El propio Arturo Frondizi sostuvo más tarde que cuando el general Aramburu irrumpió en la sede del gobierno para hacerse cargo de la conducción revolucionaria, buena parte de la población se enteró de la noticia mientras asistía a los habituales espectáculos deportivos dominicales. Seguidamente se intervino la CGT, hasta entonces bajo la custodia de dos dirigentes de extracción peronista, como así la totalidad de los sindicatos; se inició una sañuda persecución contra el justicialismo, sus dirigentes e incluso sus militantes de base; se prohibió su actividad y sus símbolos; se encarceló indiscriminadamente a millares de personas; se decretó la interdicción de bienes y se confiscaron patrimonios personales. Frondizi advirtió que “un vendaval de revancha pareció irrumpir en la República. El intento de colocar un algodón entre dos cristales ideado por Lonardi y sus colaboradores había fracasado. La antinomia, lejos de superarse, se había convertido en fractura. La Argentina quedaba partida en dos”.

Aramburu asumió la Presidencia horas más tarde.

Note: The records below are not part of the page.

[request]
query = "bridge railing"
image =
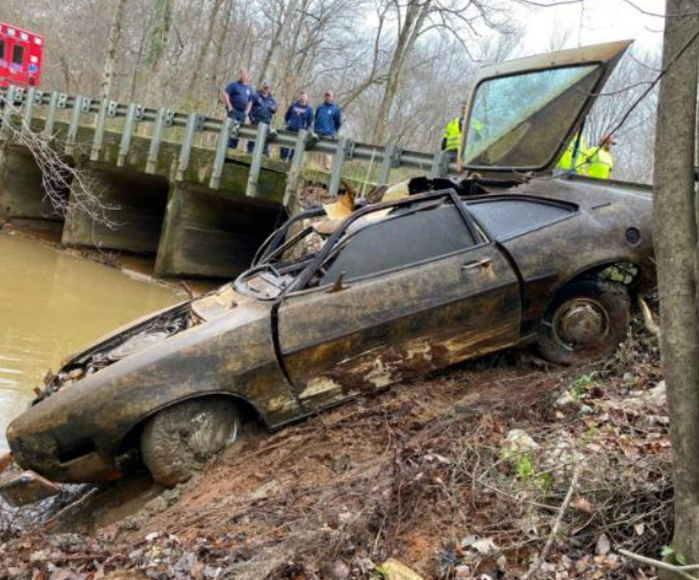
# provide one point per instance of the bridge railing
(26, 102)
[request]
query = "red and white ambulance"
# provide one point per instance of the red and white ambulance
(20, 56)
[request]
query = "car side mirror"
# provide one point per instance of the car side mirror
(338, 286)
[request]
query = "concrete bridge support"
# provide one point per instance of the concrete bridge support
(129, 213)
(22, 194)
(206, 233)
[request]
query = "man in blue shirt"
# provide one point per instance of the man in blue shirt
(237, 97)
(264, 106)
(328, 121)
(298, 116)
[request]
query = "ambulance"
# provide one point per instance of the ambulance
(20, 56)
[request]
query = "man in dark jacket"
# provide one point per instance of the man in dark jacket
(298, 116)
(328, 121)
(237, 97)
(328, 117)
(264, 106)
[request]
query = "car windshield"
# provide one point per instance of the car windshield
(289, 251)
(283, 256)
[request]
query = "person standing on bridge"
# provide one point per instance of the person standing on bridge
(298, 116)
(264, 106)
(600, 161)
(451, 139)
(328, 120)
(452, 133)
(237, 97)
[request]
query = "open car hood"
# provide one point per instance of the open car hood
(523, 113)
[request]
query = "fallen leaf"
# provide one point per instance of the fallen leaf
(603, 545)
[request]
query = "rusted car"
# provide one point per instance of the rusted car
(442, 272)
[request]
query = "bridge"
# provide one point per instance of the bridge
(166, 181)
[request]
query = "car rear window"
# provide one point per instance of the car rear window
(508, 217)
(400, 241)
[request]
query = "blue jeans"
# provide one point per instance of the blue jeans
(237, 116)
(251, 146)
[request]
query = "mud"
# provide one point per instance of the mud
(271, 499)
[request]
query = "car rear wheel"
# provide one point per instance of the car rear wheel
(180, 439)
(586, 320)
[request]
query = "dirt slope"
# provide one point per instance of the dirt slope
(416, 472)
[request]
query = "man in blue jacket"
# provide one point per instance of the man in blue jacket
(298, 116)
(328, 117)
(264, 106)
(328, 121)
(237, 97)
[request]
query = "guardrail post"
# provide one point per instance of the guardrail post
(256, 164)
(195, 122)
(292, 177)
(29, 101)
(221, 148)
(391, 159)
(155, 141)
(440, 165)
(344, 151)
(9, 101)
(99, 131)
(133, 115)
(51, 116)
(72, 136)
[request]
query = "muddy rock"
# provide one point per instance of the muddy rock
(519, 440)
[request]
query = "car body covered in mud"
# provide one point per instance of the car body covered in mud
(442, 272)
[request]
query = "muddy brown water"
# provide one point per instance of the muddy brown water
(52, 304)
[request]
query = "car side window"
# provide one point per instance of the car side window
(508, 217)
(398, 241)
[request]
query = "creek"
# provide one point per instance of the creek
(52, 304)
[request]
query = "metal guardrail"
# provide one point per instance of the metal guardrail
(342, 149)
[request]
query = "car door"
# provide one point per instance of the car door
(420, 291)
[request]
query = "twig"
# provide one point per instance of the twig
(681, 570)
(648, 318)
(556, 525)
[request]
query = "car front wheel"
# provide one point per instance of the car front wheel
(586, 320)
(180, 439)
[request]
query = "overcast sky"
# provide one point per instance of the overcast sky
(602, 21)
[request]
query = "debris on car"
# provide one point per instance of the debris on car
(437, 272)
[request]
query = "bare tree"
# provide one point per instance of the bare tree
(676, 253)
(112, 49)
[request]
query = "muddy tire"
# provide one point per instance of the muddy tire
(180, 439)
(586, 321)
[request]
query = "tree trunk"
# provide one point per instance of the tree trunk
(112, 49)
(415, 16)
(676, 250)
(206, 44)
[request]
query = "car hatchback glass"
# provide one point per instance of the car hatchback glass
(522, 113)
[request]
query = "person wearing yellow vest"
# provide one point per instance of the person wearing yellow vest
(452, 133)
(566, 162)
(600, 161)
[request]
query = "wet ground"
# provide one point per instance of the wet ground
(53, 303)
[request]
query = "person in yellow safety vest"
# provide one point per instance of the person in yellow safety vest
(566, 161)
(600, 161)
(452, 132)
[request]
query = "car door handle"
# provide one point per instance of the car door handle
(476, 264)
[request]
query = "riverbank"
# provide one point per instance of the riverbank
(499, 467)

Fortalecido por el giro “gorila” de la Revolución, Rojas continuaría como vicepresidente. La Confederación General del Trabajo (CGT) fue intervenida días después y se decretó la disolución del Partido Peronista. En 1956 la locura se apoderaría del país cuando el gobierno militar ordenó los fusilamientos de militantes peronistas que buscaban restaurar el movimiento depuesto.

El 13 de noviembre de 1955 quedaría marcado en la historia de los argentinos como una fecha en la que el odio venció a la concordia y en la que un camino de convergencia fue descartado por uno de confrontación. Lamentablemente no sería la última oportunidad en que un fenómeno similar tuvo lugar.

El autor es profesor de historia contemporánea y política exterior argentina. Sirvió como embajador en Israel y Costa Rica.